Die aus den beiden Einzelstrafen gebildete Gesamtstrafe bleibt in den Urteilsgründen unerwähnt.
Abgesehen von diesem letzteren Rechtsfehler halten die vorstehend wiedergegebenen Ausführungen des Tatrichters der rechtlichen Prüfung unter dem Gesichtspunkt des § 47 StGB nicht stand. Das Landgericht hat im Rahmen der konkreten Strafzumessung die bei der versuchten Nötigung eingesetzten Mittel als „nicht allzu gravierend“ eingestuft. Deshalb bestehen schon Bedenken gegen die Annahme besonderer Umstände im Sinne jener Vorschrift. Hinzu kommt, dass sich das Urteil nicht darüber ausspricht, warum zur Einwirkung auf den Täter oder zur Verteidigung der Rechtsordnung die Verhängung einer Freiheitsstrafe unerlässlich war. Dahingehender Darlegungen bedurfte es umso mehr, als die Strafkammer ausgeführt hat, es sei zu erwarten, dass sich der Angeklagte schon die Verurteilung zur Warnung dienen lassen werde. Allerdings hatte die auf diese Begründung gestützte Aussetzung der Strafvollstreckung nicht erfolgen dürfen, da die verhängte Gesamtstrafe durch die erlittene Untersuchungshaft bereits als verbüßt galt (BGHSt 31, 25, 27; BGH, Beschluss vom 25. März 1987 – 2 StR 701/86).

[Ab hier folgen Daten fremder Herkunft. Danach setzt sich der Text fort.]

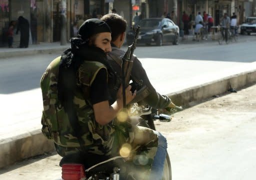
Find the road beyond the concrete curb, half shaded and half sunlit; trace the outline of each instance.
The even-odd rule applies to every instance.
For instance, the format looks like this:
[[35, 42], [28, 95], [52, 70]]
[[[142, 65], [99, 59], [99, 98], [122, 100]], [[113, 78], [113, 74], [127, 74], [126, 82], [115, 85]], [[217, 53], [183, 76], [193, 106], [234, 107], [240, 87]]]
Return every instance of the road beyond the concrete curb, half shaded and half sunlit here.
[[[140, 60], [156, 90], [168, 94], [222, 78], [229, 69], [248, 65], [255, 61], [254, 49], [255, 41], [251, 39], [222, 46], [215, 42], [161, 47], [139, 46], [135, 52], [141, 57]], [[223, 61], [221, 57], [226, 55], [229, 60]], [[56, 56], [58, 54], [38, 54], [0, 60], [0, 114], [5, 119], [0, 121], [0, 140], [12, 137], [10, 132], [19, 135], [40, 128], [42, 100], [39, 81], [46, 66]], [[216, 56], [218, 58], [213, 58]], [[33, 121], [28, 122], [28, 119]], [[24, 124], [27, 126], [24, 127]]]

Deren Dauer entspricht genau der Höhe der festgesetzten Gesamtstrafe. – Angesichts der sich aus § 47 StGB ergebenden Bedenken muss die Einzelfreiheitsstrafe aufgehoben werden.
Der Senat vermag nicht mit der erforderlichen Sicherheit auszuschließen, dass durch diese Strafe die wegen des Diebstahls verhängte Geldstrafe beeinflusst worden ist. Daher unterliegt der gesamte Strafausspruch der Aufhebung.
Gemäß § 357 StPO ist die Teilaufhebung auf den gegen den Mitangeklagten ████ ergangenen Strafausspruch zu erstrecken. Bezüglich dieses Angeklagten enthält die Urteilsbegründung gleichfalls keine Angaben über die Gesamtstrafe sowie – zumindest – keine Begründung, warum die beiden gegen ihn festgesetzten Einzelstrafen von je zwei Monaten zur Einwirkung auf ihn oder zur Verteidigung der Rechtsordnung unerlässlich sind. – Auch bei ihm hat die Strafkammer angenommen,
dass er schon durch die Verurteilung genügend gewarnt werde.
Die Rückverweisung der Sache an das Amtsgericht beruht auf § 354 Abs. 3 StPO.